Peter Zeihan addresses how soon an energy crisis hits given a roughly 13 million barrel-per-day shortage he treats as “pretty much confirmed” from a shuttered Persian Gulf, placing the danger window at the 1-to-5-week mark when refineries and storage hubs hit minimum operating capacity and prices spike severely worldwide. He weighs two mitigating factors — crude allegedly leaking out via tankers turning off transponders and “sprinting” through the Strait of Hormuz (most aggressive estimate ~1.5 million barrels/day) and real demand destruction/fuel switching in India and China (~1.5 million barrels/day) — which together could cut the net loss from 13 million to about 10 million barrels/day. Even granting both, he calculates that by the 110th day of closure the cumulative shortfall is around 1.3 billion barrels (or ~1 billion if the optimistic adjustments hold), still the largest energy shock in human history, and stresses that even if the Gulf reopened tomorrow, output would take years to restore because oil fields cannot be switched on and off quickly.
Top 5 Key Topics
The crisis timing brackets: Zeihan places the critical threshold at the 1-to-5-week period when refineries and storage hubs reach minimum operating capacity, which is when he expects a significant, “pretty horrible” price increase everywhere.

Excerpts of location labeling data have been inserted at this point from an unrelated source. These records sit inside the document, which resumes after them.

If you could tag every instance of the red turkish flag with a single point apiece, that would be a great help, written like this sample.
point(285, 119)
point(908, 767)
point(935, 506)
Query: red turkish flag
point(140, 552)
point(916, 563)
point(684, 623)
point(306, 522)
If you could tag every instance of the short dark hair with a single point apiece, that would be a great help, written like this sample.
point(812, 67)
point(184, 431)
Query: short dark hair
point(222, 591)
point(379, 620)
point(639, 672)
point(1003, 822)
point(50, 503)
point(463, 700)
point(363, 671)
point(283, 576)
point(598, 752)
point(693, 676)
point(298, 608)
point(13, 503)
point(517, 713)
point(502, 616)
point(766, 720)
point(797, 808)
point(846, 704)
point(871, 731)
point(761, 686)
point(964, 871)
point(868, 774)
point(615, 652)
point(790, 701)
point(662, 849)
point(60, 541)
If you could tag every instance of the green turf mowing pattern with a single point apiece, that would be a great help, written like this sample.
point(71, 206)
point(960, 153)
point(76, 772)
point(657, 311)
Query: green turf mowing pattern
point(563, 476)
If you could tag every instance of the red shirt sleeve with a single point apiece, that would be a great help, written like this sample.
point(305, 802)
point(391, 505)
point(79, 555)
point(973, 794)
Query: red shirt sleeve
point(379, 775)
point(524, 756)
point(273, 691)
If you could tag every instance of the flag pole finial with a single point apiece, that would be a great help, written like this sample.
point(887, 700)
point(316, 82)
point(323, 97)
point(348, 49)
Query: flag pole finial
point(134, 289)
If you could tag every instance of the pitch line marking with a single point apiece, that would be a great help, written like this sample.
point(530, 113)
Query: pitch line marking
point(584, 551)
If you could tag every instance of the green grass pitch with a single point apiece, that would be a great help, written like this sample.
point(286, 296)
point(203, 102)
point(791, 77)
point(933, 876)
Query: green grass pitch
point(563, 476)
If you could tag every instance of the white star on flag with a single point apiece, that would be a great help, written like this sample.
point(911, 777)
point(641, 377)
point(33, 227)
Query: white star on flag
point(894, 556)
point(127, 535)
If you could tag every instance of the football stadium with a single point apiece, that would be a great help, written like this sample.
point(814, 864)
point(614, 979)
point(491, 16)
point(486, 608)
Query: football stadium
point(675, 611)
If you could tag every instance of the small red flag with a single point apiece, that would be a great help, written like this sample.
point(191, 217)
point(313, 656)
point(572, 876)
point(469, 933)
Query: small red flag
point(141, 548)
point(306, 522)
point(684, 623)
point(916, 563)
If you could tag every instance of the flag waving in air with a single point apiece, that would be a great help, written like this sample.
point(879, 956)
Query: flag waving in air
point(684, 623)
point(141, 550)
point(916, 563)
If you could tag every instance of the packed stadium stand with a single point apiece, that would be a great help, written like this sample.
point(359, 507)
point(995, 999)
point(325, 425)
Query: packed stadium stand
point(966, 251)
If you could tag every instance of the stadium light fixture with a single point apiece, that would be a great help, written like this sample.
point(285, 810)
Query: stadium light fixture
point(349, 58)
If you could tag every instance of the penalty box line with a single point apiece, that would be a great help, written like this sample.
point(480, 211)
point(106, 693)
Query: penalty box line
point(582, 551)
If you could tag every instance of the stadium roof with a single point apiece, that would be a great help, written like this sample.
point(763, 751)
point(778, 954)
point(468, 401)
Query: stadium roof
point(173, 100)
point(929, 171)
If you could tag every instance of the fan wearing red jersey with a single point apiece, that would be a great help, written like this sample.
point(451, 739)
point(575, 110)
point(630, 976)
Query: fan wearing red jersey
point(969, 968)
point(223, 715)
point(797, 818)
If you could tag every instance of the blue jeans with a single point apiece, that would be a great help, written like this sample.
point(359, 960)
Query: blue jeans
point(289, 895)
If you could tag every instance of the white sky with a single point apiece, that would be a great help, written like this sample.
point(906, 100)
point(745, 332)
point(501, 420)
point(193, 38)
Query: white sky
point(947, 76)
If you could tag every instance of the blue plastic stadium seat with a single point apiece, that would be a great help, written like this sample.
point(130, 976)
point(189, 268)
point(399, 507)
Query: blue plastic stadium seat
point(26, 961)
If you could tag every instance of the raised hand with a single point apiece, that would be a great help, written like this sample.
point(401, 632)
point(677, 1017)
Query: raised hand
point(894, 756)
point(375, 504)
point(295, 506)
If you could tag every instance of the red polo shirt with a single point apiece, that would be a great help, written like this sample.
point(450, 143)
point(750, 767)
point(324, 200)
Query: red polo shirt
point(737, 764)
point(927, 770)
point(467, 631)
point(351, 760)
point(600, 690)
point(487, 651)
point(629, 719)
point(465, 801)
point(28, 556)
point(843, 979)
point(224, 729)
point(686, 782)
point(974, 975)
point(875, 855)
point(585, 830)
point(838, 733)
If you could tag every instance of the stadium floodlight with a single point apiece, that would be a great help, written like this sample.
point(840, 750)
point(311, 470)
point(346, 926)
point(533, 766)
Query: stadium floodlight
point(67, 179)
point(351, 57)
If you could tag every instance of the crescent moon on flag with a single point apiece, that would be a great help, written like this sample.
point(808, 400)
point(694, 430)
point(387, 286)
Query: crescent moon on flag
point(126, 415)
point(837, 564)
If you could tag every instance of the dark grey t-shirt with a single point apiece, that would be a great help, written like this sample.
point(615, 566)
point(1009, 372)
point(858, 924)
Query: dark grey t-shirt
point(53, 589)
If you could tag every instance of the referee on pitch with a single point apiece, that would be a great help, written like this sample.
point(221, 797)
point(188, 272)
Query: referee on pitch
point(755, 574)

The baseline shortage: He treats a roughly 13 million barrel-per-day shortage from the shut Persian Gulf as essentially confirmed, with reserve flows already being affected badly.

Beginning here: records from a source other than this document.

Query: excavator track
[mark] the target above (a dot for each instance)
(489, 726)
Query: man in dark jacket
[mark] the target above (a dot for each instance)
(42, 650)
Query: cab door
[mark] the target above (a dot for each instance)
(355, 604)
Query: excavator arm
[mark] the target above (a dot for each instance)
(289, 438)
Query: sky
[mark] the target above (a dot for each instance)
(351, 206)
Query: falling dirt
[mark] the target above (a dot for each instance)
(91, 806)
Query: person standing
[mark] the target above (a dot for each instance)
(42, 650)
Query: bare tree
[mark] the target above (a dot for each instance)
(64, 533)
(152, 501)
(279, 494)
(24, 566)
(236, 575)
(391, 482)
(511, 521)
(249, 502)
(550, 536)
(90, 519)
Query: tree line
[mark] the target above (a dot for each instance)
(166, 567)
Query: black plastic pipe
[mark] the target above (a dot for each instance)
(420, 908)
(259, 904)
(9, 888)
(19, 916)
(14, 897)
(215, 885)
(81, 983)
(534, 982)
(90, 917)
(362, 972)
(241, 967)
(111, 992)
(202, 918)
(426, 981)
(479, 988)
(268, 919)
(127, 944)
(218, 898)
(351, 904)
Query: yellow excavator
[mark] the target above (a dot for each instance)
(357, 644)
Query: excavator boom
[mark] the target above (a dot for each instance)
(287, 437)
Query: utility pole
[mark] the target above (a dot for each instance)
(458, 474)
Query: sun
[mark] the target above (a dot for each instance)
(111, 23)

Crude leakage through Hormuz: He cites reports of tankers loading in Kuwait, Iraq, and Saudi Arabia, switching off transponders and running for the exit allegedly unnoticed by Iran, with the most aggressive estimate around 1.5 million barrels/day.
Demand destruction as a balancing force: Zeihan notes real demand destruction and fuel switching in India and China (most aggressive estimate ~1.5 million barrels/day) which, combined with leakage, could reduce the net loss to about 10 million barrels/day and buy perhaps one to two more months before minimum operating levels.
The cumulative shortfall and slow recovery: He estimates roughly 1.3 billion barrels never produced by day 110 (shrinking to ~1 billion if the optimistic 3 million barrels/day adjustment holds), still the biggest shock ever, and warns fields can’t be restarted quickly — 3 to 6 months for Saudi Arabia and the UAE, over a year for most others, and closer to five years for Iraq.